ADGM’s licensing categories range from 1 (for banks) to 4 (for lower-risk activities). The base capital minimum can be as low as 10,000 US dollars for Category 4, or 500,000 US dollars for Category 3, 2 million for Category 2, and 10 million for Category 1. Additionally, the FSRA calculates risk-based capital and expense-based capital. Whichever is higher among these three figures becomes the final requirement.

MTFs that hold client assets must meet more demanding standards, often 18/52 of projected annual expenses if that figure exceeds the base capital. The logic is that a VASP with large overheads or significant custodial duties needs more buffers. Some regulated institutions with a strong head office in a recognised jurisdiction can apply for capital waivers, but this is subject to FSRA’s discretion.
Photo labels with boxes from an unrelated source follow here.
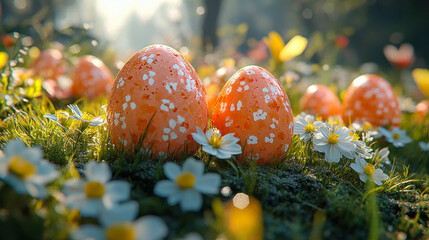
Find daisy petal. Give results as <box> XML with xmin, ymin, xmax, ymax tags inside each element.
<box><xmin>180</xmin><ymin>189</ymin><xmax>203</xmax><ymax>212</ymax></box>
<box><xmin>163</xmin><ymin>162</ymin><xmax>182</xmax><ymax>181</ymax></box>
<box><xmin>182</xmin><ymin>157</ymin><xmax>204</xmax><ymax>176</ymax></box>
<box><xmin>135</xmin><ymin>216</ymin><xmax>168</xmax><ymax>240</ymax></box>
<box><xmin>195</xmin><ymin>173</ymin><xmax>221</xmax><ymax>194</ymax></box>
Advantages of an ADGM presence

Establishing a VASP in ADGM can yield notable benefits. Legal frameworks allow cross-border deals and uphold 100 percent foreign ownership, reducing many of the constraints found elsewhere. The region’s zero tax on corporate profits, capital gains, and employee income is a significant draw for global fintech companies. Meanwhile, ADGM’s respect for international standards, encompassing AML, data privacy, and securities best practices, builds confidence among institutional clients, private investors, and technology partners.

Beyond regulation, ADGM’s ecosystem includes top-tier law and accounting firms, venture capital outlets, and a network of international financial institutions. Fund managers looking to tap new pools of capital, or existing crypto exchanges searching for a stable environment to scale, can do so within a framework that fosters innovation yet maintains robust oversight.

Navigating the application process and operational costs

Besides the licence fees, VASPs pay for data protection registration (300 US dollars initially, plus 300 annually) and must secure an office within the ADGM area, with rent typically starting around 20,000 US dollars for a two-desk business centre. Some premium offices can run about 55 US dollars per square foot. Each staff member needs a visa, for which standard fees, deposits, and 80 square feet per person are typical guidelines.

Although the upfront investment can be substantial, many firms see the advanced regulatory environment, the presence of large Abu Dhabi-based investors, and the region’s zero tax policy as strong reasons to pick ADGM over other locations.